A coder cannot use the problem list, medications, history, etc in this setting. EMRs/EHRs in large organizations (and even small) now have running lists of every problem the patient has ever been seen for in an organization. As a coder, you cannot grab from that and make assumptions and infer what you should code from it. The provider must document the condition at the time of the encounter you are coding for. You still have to look for MEAT (Monitoring)(Evaluating)(Assessing/Address)(Treating). The provider must "connect the dots" and document co-morbid or chronic conditions and how it impacted the treatment at that encounter. There may be an opportunity for more queries in the ED setting. If a coder sees a # of medications related to diabetes, blood pressure, etc. yet there was no mention of any of those or any conditions in the ED note and the patient is presenting with lightheadedness, nausea, vomiting, etc. for example. However, think of maybe a patient coming in with a simple, non-displaced fracture of a finger where the ED splints it and tells them to f/u with ortho. Are they going to monitor, evaluate, assess or treat any of the patients other problems they may have such as high blood pressure, diabetes, or CKD? Maybe, but probably not. They may see that they have those conditions when they come in, but if it did not impact or have anything to do with the ED visit for the simple finger non-displaced fracture. Now, let's say the provider does "connect the dots" and documents the patient is on blood pressure medication, their BP is high, they do an EKG and they also mention the diabetes as it relates to healing because maybe the patient also had a laceration on the hand in a different place at the same time. Then you could code the chronics. It is always going to depend on the documentation at the time of the encounter that day. Not all the old stuff in the entire EMR.

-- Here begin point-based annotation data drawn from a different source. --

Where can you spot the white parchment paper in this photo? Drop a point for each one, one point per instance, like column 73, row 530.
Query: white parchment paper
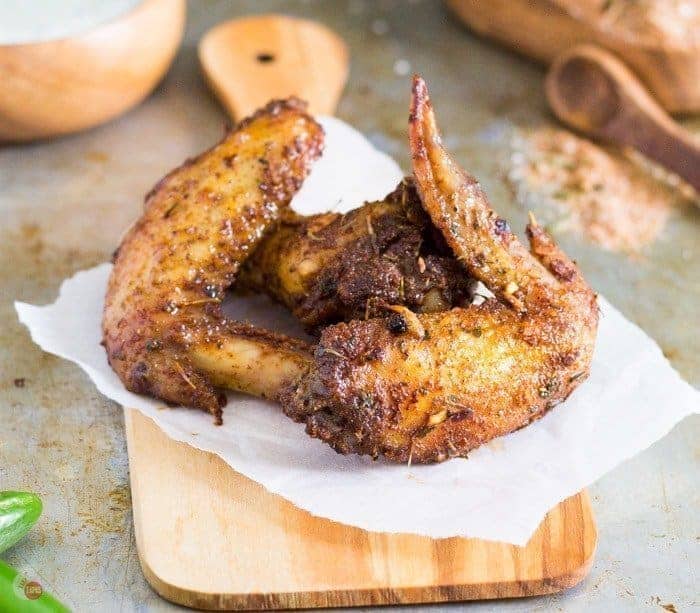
column 501, row 492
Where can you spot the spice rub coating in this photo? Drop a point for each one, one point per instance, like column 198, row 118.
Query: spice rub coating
column 447, row 382
column 162, row 319
column 330, row 267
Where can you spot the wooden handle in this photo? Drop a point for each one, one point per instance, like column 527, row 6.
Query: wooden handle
column 595, row 93
column 250, row 61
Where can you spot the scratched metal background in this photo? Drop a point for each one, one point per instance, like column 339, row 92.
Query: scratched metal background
column 64, row 205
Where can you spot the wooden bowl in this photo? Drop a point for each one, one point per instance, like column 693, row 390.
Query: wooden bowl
column 542, row 29
column 56, row 87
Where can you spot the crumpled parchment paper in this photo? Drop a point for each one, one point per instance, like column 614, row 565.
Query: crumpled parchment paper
column 501, row 492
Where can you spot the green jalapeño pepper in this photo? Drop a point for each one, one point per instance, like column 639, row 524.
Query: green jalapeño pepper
column 18, row 595
column 18, row 513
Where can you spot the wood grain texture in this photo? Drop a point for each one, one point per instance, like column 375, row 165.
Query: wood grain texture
column 542, row 29
column 249, row 61
column 67, row 85
column 210, row 538
column 591, row 90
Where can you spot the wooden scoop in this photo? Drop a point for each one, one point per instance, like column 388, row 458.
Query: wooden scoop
column 250, row 61
column 596, row 94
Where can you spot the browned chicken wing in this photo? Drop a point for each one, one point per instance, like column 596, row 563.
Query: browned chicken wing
column 331, row 267
column 174, row 265
column 454, row 380
column 413, row 372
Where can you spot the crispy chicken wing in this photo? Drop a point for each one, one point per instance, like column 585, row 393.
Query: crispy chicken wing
column 454, row 380
column 331, row 267
column 433, row 380
column 162, row 317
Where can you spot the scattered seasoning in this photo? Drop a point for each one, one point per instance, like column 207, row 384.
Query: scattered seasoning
column 437, row 418
column 397, row 324
column 152, row 344
column 413, row 324
column 170, row 210
column 183, row 374
column 324, row 350
column 617, row 200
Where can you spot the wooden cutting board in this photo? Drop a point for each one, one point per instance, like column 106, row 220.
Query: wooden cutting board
column 211, row 538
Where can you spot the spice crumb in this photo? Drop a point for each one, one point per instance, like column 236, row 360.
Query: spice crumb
column 615, row 199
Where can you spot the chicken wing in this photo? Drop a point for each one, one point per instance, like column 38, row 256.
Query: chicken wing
column 423, row 384
column 331, row 267
column 163, row 328
column 454, row 380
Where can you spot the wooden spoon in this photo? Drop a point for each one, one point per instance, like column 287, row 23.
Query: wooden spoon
column 250, row 61
column 595, row 93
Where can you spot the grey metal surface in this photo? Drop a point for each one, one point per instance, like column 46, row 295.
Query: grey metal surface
column 64, row 205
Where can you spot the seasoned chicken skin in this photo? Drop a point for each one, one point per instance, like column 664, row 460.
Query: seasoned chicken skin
column 448, row 382
column 331, row 267
column 418, row 375
column 162, row 313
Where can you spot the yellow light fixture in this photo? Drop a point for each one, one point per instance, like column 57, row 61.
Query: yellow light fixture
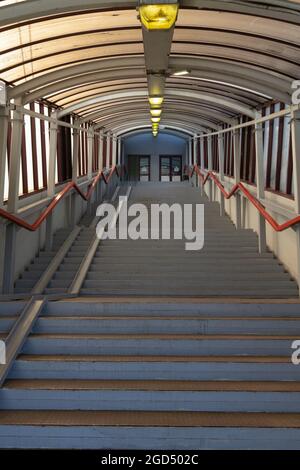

Also, in the ED, there are a lot of times when signs and symptoms are coded and there is no definitive diagnosis at the time they are discharged or escalated to observation or IP admission.

Resource links: https://www.aapc.com/blog/86653-cap...IUk2r-sI_Vc6QMwElG4SVdgxUUHB08TQLaal6BimA8J3Y
https://www.jucm.com/nine-recurring-coding-pitfalls-for-urgent-care-clinicians-to-avoid/ (has to do with urgent care but same concept)
Generally helpful FAQs and links from ACEP:
You just have to go back to the ICD-10 outpatient guidelines.